Uniaxial Strain Effect of the Moderately Dimerized Molecular Conductor [beta]-(meso-DMBEDT-TTF)2PF6

The anisotropic band structure and electrical resistivity under uniaxial strain were investigated for the moderately dimerized molecular conductor [beta]-(meso-DMBEDT-TTF)2PF6 [DMBEDT-TTF = dimethylbis(ethylenedithio)tetrathiafulvalene], which has an intermediate electronic state between 3/4-filled and effective 1/2-filled band structures at ambient pressure. The calculated energy overlap of the upper and lower bands increased more rapidly by applying uniaxial strain along the c axis than along the (a-b) axis towards the 3/4-filled band structure, which is related to intersite electronic correlation, and the energy gap between these bands is estimated to be larger with application of uniaxial strain along the (a+b) axis towards an effective 1/2-filled band structure, which is related to intrasite electronic correlation. The electrical resistivity under uniaxial strain along the c axis indicates the semiconducting behavior from 300 K and the superconducting (SC) transitions at 4.6-2.8 K under 0.10-0.41 GPa.

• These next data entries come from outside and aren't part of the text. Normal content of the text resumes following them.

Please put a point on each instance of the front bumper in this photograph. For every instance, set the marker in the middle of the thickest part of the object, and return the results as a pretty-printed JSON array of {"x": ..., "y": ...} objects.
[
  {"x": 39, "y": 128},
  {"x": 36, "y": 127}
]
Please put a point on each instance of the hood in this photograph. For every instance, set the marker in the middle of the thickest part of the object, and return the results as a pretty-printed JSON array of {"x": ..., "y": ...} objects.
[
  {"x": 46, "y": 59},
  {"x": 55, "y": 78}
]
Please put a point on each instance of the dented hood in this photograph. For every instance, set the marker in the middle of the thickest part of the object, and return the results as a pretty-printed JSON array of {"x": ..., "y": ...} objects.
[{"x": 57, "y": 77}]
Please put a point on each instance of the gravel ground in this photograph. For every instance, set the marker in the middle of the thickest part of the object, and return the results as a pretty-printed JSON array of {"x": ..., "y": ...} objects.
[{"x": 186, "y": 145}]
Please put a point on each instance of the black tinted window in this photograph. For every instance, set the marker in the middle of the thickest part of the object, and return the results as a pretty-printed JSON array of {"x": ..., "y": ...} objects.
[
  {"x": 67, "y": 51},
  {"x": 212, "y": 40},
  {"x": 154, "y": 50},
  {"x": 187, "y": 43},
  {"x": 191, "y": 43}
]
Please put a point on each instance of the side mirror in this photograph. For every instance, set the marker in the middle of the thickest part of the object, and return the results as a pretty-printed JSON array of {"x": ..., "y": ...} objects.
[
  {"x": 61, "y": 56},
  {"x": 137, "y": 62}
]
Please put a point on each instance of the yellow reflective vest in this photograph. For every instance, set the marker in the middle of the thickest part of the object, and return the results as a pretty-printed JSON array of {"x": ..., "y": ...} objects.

On the other hand, the metal-insulator transition is not completely suppressed up to 0.8 GPa and SC transitions appear at 4.5-2.6 K under 0.16-0.45 GPa with uniaxial strain along the (a-b) axis. If this uniaxial strain results in semiconducting behavior and positive magnetoresistance related to intersite correlation, the SC states are observed under hydrostatic pressure, which indicates that the SC state is deeply related to the charge-ordered state.